Il est d’ailleurs intéressant de constater que la capitale allemande s’éloigne des clichés usuels associés aux mégalopoles américaines ou à la fibre artistique de Paris ou des enclaves italiennes. Un brin cosmopolite, elle rassemble en son sein une pléiade d’individus pas encore piégés par la fourmilière humaine existante déjà à Tokyo et à New York. Le cinéaste ne s’attarde pas sur la métamorphose physique de l’urbanisme, mais plutôt autour de l’architecture traditionnelle, aux rues banalisées et aux murs de pierre, avec, dans chaque recoin, un restaurateur ambulant et ses quelques habitués. Chez Wim Wenders, le visage de Berlin s’affranchit des poncifs, ce, pour mieux renaître a priori sous sa forme élémentaire, la plus proche de la vérité.

Vacarme de l’esprit

Et en son sein, les pensées des uns et des autres vagabondent, tumulte incessant pour ceux qui parviennent à les percevoir au quotidien. L’une des scènes les plus frappantes du long-métrage relate le suicide d’un jeune homme ; malgré le réconfort d’un ange, ses tendances morbides l’emportent et l’incitent au pire. Durant ces moments d’une infinie tristesse, Les Ailes du désir touche notre inconscient, prend aux tripes, émeut sans verser dans une ostentation plus que de raison. La prépondérance lyrique de l’œuvre est alors véhiculée par quelques mots, susurrés par l’esprit et le spectateur s’empare dès lors de l’âme de ces personnages de fortune.
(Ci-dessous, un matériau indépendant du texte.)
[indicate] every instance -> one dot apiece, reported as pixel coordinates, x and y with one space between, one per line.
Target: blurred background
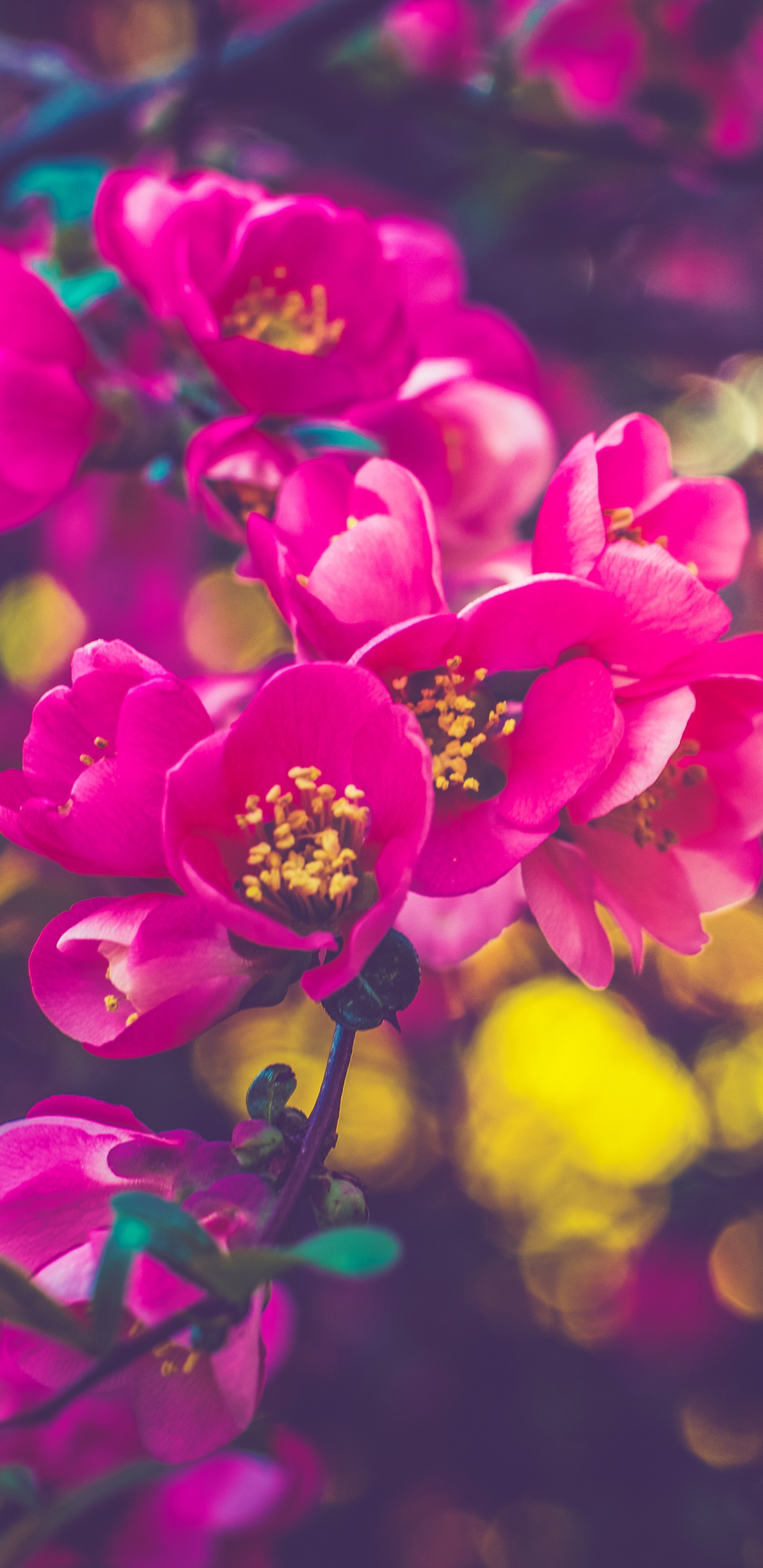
567 1369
Or, le dispositif de Wim Wenders fonctionne car il se concentre surtout sur l’inconnu dans la rue ou dans une bibliothèque. La conscience collective retranscrite se métamorphose en véritable miroir dans lequel se reflètent notre essence spirituelle. Le brouhaha informe se dilue pour préciser les convictions, les ambitions, peurs et volontés de chacun. Le réalisateur saisit pleinement non seulement la complexité fragile de l’environnement, mais capte aussi la solitude de ceux et celles qui évoluent dans ce décor, ce à travers le regard d’observateurs touchés par la grâce de ces êtres jugés primitifs. Les ultimes mots d’un accidenté résonnent comme un vacarme plaintif alors que la quête d’une femme rejoint celle de son gardien.  
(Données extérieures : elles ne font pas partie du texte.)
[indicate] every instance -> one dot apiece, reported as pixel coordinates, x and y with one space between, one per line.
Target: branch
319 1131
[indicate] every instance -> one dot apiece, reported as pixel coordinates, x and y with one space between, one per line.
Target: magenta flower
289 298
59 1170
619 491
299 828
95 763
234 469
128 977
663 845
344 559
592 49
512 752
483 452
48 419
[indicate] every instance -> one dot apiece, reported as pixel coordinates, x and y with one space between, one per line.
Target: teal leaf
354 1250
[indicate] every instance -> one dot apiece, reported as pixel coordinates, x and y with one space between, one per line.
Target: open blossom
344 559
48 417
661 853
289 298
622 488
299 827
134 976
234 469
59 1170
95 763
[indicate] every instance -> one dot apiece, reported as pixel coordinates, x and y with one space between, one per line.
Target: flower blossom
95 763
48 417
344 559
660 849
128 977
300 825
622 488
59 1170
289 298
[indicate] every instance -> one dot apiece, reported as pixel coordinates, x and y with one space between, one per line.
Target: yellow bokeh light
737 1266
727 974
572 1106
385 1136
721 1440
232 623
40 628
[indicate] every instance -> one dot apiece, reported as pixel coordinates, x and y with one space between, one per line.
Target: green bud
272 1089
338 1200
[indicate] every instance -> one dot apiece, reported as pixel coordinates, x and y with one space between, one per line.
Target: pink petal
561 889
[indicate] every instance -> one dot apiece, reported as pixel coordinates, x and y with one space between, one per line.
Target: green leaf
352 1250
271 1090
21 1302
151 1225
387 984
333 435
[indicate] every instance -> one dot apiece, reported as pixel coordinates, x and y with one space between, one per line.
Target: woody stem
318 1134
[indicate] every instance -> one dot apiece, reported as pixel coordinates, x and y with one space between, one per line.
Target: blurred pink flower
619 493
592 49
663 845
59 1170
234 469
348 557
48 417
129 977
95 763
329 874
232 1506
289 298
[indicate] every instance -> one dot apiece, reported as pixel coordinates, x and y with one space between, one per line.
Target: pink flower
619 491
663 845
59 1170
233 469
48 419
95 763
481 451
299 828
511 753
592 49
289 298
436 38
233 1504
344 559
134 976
Seuls les anges ont des ailes

Considéré comme blasphématoire, Les Ailes du désir ne racontent pas une déchéance, mais plutôt une ascension inversée, avec à la clé, la découverte de l’Humanité. Damiel imite le Christ en s’incarnant dans un corps de chair et de sang, lui aussi par amour, mais plus par désir que par altruisme désintéressé. Voilà pourquoi le long-métrage fascine autant dans sa démonstration, brillante et audacieuse, car elle refuse les compromis, sans jamais trahir les convictions du cinéaste (à l’image de La Dernière tentation du Christ de Martin Scorsese). Le procédé employé trouve sa pleine mesure à travers le personnage de Peter Falk (qui endosse à la base son propre rôle et plus encore). L’acteur en profite pour s’exercer à l’autodérision et regrette ainsi d’être assimilé à Columbo (ah comment omettre sa prestation chez John Cassavetes ?).

Dès qu’il s’adresse à son interlocuteur imaginaire, l’incompréhension nous gagne et Wim Wenders parvient, avec cette astuce simplissime, à relier deux êtres à l’écran, issus logiquement, de deux mondes différents. L’effondrement de Babel prend alors fin et le réalisateur revendique le vieux rêve de communion universelle. Il entretient d’ailleurs ce fol espoir à travers la relation entre Marion et Damiel ; ou comment l’étreinte chaleureuse et réconfortante d’un compagnon fantomatique évolue en rencontre née du hasard ou orchestrée par les dieux… qui sait !

Ode fantastique dans tous les sens du terme, Les Ailes du désir ne subjugue jamais autant que lorsqu’ il joint tous les morceaux d’un monde décomposé au sein duquel errent des vagabonds en perdition. En chemin, Wim Wenders offrira une porte de salut au public par le seul langage qu’il maîtrise, celui du septième art, accouchant au passage d’un film qui doute, le rendant d’autant plus précieux.

François Verstraete

Film allemand de Wim Wenders avec Bruno Ganz, Solveig Dommartin, Otto Sander, Peter Falk. Durée 2h09. 1987. Disponible en blu-ray aux Éditions Carlotta.